In [1]:
import keras
from keras.layers import Dense, Dropout
from keras.models import Sequential
from keras.datasets import mnist
from keras.utils.np_utils import to_categorical
import numpy as np

(x_set, y_set), (x_test, y_test) = mnist.load_data()
x_set = x_set/255

  from ._conv import register_converters as _register_converters
Using TensorFlow backend.


# Introduction

Given we will not be having class next week and I cannot reasonably expect you to do work for which we will not have lectured; this weeks sprint will be broken up into two smaller pieces as was lossely voted on in class, with this being part 1.

For this sprint you will be doing a process called K-Fold Cross Validation.

### Instructions

In class you were briefly introduced to Keras, which is a high level machine learning library that can be used to create everything from an introductory model such as what you will be building to very complex models used in industry every day to handle everything from chat bots to object detection and more.

### Section 1

In the last sprint you did some exploration that helped you understand the dataset and what was in it, this time you are going to prepare it for training. 

Professor Memon had talked about in his lecture taking your data and properly holding back some of it so that later you could use it to validate if your model was working or not.
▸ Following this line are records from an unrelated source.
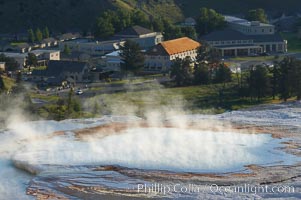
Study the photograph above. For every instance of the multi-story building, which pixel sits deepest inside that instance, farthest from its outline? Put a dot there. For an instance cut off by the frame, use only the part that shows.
(161, 56)
(243, 38)
(43, 54)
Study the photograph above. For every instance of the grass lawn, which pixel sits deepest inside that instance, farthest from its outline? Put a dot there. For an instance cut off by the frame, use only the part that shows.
(191, 99)
(293, 42)
(49, 98)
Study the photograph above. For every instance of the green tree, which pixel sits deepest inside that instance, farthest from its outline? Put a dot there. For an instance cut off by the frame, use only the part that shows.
(10, 63)
(207, 54)
(66, 50)
(257, 15)
(222, 74)
(132, 57)
(182, 71)
(201, 74)
(31, 37)
(104, 28)
(46, 32)
(39, 35)
(139, 18)
(209, 20)
(157, 24)
(2, 85)
(285, 83)
(275, 79)
(189, 32)
(259, 82)
(171, 31)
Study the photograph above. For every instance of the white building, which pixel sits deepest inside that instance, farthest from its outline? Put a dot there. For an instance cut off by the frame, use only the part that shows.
(113, 61)
(250, 28)
(19, 57)
(160, 57)
(43, 54)
(91, 47)
(243, 38)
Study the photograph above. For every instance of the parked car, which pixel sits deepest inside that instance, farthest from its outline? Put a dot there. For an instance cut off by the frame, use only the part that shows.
(265, 54)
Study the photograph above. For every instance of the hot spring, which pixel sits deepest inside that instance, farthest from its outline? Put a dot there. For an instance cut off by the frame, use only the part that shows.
(53, 147)
(171, 149)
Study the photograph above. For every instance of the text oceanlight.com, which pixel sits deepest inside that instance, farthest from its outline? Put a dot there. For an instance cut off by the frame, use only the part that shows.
(157, 188)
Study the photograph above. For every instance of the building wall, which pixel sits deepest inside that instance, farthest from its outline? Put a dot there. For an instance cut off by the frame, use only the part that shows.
(2, 66)
(163, 63)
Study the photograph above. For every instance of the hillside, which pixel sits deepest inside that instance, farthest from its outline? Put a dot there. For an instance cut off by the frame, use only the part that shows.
(66, 15)
(273, 7)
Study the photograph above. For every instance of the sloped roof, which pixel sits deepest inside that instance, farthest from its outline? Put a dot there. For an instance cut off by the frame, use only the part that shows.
(57, 67)
(135, 31)
(179, 45)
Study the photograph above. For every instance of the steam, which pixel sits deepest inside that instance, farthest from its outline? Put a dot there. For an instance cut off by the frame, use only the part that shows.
(155, 147)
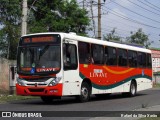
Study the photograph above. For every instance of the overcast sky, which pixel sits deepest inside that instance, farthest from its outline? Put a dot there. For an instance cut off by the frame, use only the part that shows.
(129, 15)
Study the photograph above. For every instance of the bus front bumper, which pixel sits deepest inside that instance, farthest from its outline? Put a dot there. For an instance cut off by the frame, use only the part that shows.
(39, 91)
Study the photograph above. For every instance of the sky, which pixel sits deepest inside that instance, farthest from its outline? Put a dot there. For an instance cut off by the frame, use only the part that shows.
(127, 16)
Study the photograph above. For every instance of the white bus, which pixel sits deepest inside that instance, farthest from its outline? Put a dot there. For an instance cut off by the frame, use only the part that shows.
(51, 65)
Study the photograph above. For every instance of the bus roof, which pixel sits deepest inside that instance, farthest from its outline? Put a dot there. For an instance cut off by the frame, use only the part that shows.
(94, 41)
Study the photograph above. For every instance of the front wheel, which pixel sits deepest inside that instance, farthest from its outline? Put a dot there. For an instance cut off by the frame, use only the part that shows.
(85, 92)
(47, 99)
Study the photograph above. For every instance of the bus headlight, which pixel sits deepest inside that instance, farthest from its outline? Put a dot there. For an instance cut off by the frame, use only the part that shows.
(55, 81)
(20, 82)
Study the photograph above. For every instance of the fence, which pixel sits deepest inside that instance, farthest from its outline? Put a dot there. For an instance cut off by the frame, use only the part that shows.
(4, 74)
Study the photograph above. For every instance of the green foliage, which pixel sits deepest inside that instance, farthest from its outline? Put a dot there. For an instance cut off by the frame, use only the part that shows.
(10, 18)
(111, 36)
(139, 37)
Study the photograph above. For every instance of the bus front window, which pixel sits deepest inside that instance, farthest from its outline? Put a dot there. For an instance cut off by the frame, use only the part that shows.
(39, 59)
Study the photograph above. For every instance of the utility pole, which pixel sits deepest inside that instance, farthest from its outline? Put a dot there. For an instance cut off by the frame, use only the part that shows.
(99, 19)
(24, 18)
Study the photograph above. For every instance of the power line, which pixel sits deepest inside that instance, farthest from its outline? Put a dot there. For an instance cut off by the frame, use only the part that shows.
(129, 19)
(143, 8)
(152, 4)
(136, 12)
(148, 5)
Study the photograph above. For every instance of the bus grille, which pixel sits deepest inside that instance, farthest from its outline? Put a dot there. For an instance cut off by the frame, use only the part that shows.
(36, 90)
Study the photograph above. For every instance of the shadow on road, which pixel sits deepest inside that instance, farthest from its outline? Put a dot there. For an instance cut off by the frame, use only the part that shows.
(72, 100)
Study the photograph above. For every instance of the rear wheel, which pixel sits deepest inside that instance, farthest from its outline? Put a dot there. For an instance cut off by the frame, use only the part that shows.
(85, 92)
(47, 99)
(102, 96)
(133, 89)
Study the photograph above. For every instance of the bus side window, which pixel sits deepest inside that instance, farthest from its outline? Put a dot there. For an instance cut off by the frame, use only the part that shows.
(84, 53)
(142, 59)
(122, 57)
(70, 57)
(98, 54)
(132, 58)
(111, 53)
(149, 61)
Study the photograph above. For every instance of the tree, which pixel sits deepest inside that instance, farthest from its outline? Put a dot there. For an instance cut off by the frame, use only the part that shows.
(111, 36)
(43, 16)
(59, 16)
(139, 37)
(10, 18)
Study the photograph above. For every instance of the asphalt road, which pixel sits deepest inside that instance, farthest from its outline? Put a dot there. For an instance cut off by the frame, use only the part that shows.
(115, 102)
For this section you will be responsible for implementing in python an algorithm called K-Fold

This will be worth **40** points of the sprint


### Section 2

With K = 5 for the number of folds you will do the below:

Now that you have properly segmented your data you will have to train K-1 models and validate them. The code for the model has already been implemented, you do not need to worry about that.

The general procedure is:
    1. Split your dataset into K even sets of data using the k-fold algorithm.
    2. Train a model on set K=0
    3. Validate the model on set K=1
    4. Repeat for K+1 and K+2
    
**Note:** Training the models will take some time depending on your computer, each model will be saved so after you are sure this part is working you should only have to do it once. If you mess something up you can delete the model files and start again.
    
This will be worth **40** points of the sprint

### Section 3
Provide a few sentences about common pitfalls of k-fold-cross validation and training models with it.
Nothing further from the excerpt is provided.